Human Capital

Leader: Myra Howze Shiplett
Deputy Leader: Limor Ben-Har
 
The goal of the Working Group on Human Capital is to investigate the critical function human capital plays in the interagency system and to examine the importance of leadership, at multiple levels, in guiding national security organizations. The working group is devising a set of recommendations aimed at increasing the efficiency, effectiveness, responsiveness, interoperability and cross-organizational understanding of personnel operating at the interagency level. These recommendations will specifically address key issues affecting personnel management in the current national security structure, the role that leaders play in overcoming or exacerbating interagency coordination problems, and the existence of known impediments to a national security personnel system that would reward rather than punish interagency collaboration.
 
This Human Capital Working Group looks at the U.S. Government’s staff – from civil/foreign servants through administrative staff to military personnel – to see what skills are currently being required, what on-going learning is being offered or required and how this supports interagency policy and operations at all levels. The working group also looks at the training  that government staff is given both before operations and through the course of their careers. It specifically examines the government’s use of exercises to prepare for national security operations.

The Human Capital Working Group examines how the role of leadership – presidential, departmental and mid-level – facilitates or obstructs interagency work. It also looks at management in departments to understand how this contributes to, or undermines, interagency work.
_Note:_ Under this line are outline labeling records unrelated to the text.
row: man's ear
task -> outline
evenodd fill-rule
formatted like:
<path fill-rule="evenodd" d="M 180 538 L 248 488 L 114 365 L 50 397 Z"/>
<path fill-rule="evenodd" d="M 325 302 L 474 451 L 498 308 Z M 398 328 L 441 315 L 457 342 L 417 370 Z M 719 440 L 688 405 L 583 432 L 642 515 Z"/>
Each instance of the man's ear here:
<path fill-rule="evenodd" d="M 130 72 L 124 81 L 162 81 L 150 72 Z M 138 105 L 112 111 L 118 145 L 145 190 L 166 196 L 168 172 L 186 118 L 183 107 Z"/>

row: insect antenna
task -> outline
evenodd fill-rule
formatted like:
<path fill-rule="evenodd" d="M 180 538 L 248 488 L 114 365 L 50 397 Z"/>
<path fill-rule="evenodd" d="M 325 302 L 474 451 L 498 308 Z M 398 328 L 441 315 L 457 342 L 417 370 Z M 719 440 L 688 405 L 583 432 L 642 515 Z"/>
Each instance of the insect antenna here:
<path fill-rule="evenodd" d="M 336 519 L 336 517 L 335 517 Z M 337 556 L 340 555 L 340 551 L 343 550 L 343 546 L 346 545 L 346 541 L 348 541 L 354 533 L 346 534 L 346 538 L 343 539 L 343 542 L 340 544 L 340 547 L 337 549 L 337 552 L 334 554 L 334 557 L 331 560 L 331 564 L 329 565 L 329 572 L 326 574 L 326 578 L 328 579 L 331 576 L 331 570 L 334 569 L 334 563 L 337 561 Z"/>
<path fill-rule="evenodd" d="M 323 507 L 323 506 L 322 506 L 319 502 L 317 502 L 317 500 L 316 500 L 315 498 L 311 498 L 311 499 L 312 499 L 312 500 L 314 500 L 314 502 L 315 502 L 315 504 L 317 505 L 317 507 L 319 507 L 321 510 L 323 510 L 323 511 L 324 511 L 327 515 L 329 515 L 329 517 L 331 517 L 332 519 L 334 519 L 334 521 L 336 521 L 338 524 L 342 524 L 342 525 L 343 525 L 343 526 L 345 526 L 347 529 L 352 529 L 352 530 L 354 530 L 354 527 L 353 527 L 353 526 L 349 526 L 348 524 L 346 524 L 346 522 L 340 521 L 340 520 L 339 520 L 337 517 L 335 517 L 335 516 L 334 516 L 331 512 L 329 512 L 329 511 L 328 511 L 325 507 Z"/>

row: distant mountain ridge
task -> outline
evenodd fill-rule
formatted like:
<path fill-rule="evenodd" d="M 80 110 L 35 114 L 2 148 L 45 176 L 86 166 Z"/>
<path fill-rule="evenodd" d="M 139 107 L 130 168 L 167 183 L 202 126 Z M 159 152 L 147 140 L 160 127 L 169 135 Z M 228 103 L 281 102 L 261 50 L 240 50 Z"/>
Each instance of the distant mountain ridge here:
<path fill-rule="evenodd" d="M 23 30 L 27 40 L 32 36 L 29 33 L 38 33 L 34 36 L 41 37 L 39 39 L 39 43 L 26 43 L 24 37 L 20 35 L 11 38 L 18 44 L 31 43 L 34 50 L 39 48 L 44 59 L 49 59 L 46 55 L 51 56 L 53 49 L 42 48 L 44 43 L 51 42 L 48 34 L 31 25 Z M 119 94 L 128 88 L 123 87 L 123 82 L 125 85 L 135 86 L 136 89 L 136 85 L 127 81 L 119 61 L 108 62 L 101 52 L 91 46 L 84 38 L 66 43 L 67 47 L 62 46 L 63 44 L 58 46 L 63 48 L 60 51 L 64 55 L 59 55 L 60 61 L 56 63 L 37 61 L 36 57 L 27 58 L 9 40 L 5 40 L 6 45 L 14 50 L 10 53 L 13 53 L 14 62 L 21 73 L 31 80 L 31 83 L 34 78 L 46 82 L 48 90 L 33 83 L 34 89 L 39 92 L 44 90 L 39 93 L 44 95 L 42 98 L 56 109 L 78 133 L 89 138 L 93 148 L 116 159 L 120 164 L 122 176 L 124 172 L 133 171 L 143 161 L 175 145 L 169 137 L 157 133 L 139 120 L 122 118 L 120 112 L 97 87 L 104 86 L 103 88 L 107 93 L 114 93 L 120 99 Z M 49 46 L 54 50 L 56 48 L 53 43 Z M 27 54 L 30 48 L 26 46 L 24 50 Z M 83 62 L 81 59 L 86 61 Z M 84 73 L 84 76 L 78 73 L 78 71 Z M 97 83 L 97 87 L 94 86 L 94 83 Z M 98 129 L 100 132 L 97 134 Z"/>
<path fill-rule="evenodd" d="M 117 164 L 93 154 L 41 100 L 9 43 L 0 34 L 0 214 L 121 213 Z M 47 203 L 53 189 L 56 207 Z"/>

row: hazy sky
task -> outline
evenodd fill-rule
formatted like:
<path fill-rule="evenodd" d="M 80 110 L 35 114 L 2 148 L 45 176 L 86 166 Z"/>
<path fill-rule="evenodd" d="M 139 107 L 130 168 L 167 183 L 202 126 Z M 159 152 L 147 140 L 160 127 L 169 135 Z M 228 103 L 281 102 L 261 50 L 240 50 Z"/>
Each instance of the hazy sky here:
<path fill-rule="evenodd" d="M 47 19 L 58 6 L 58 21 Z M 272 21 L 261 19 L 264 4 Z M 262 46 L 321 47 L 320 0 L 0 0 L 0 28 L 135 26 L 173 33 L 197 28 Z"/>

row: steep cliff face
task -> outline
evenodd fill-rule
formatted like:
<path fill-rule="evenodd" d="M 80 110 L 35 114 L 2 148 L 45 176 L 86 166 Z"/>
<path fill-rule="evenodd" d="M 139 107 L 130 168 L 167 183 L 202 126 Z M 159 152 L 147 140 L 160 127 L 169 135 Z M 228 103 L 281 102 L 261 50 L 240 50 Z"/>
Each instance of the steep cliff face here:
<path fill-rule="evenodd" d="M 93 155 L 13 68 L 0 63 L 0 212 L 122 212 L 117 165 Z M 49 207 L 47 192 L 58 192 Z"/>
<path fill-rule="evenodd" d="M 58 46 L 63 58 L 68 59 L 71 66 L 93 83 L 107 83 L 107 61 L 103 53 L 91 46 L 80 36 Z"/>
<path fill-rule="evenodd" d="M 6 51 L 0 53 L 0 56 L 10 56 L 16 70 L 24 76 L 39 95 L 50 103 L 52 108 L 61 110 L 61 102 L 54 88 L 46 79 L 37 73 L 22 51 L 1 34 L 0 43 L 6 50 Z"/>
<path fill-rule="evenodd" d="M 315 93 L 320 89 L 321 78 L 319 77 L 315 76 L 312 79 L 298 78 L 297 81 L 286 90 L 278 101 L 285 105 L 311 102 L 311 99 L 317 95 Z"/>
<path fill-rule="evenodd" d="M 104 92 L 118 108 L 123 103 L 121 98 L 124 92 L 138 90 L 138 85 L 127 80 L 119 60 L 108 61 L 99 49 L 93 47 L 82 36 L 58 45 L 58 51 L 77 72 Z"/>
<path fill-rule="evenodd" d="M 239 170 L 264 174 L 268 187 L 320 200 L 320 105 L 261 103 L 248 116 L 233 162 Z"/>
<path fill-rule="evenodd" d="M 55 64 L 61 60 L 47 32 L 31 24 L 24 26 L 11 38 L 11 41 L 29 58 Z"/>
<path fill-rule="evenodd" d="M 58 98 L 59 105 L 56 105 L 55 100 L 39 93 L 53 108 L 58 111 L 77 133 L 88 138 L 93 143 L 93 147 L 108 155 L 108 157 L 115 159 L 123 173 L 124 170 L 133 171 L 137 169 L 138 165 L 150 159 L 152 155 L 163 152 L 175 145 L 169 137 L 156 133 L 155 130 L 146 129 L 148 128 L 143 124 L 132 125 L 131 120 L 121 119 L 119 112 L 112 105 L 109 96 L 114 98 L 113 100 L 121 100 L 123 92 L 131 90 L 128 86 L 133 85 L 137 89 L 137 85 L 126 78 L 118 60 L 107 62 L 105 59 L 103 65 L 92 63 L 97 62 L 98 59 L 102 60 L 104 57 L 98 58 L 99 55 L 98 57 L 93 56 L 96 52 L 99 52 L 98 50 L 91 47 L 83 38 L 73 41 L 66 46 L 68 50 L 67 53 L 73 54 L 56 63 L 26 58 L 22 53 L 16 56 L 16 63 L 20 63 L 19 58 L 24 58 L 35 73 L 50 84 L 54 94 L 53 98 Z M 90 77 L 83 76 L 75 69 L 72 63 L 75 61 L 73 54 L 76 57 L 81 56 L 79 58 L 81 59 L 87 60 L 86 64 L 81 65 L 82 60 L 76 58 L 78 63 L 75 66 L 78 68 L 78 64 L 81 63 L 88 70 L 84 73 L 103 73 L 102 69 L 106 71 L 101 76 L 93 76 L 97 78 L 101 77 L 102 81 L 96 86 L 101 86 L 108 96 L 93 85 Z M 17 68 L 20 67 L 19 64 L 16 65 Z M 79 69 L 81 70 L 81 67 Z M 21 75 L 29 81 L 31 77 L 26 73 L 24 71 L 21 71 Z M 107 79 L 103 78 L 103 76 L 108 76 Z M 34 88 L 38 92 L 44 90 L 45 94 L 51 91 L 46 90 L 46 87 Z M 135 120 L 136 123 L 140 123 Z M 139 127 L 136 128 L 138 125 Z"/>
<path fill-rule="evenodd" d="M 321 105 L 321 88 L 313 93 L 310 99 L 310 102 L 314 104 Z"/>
Closely related to the above is the issue of institutional culture and how it is created and sustained and contributes to an interagency approach. Every organization has a distinct culture just as each individual has a different personality. The Human Capital Working Group describes the culture of the National Security Council, Homeland Security Council, and the departments and agencies that contribute to national security. It also identifies how these different cultures affect interagency performance. In addition, the working group examines whether departments and agencies that contribute to national security have the core competencies (organization skills) to be effective participants in interagency preparations and operations.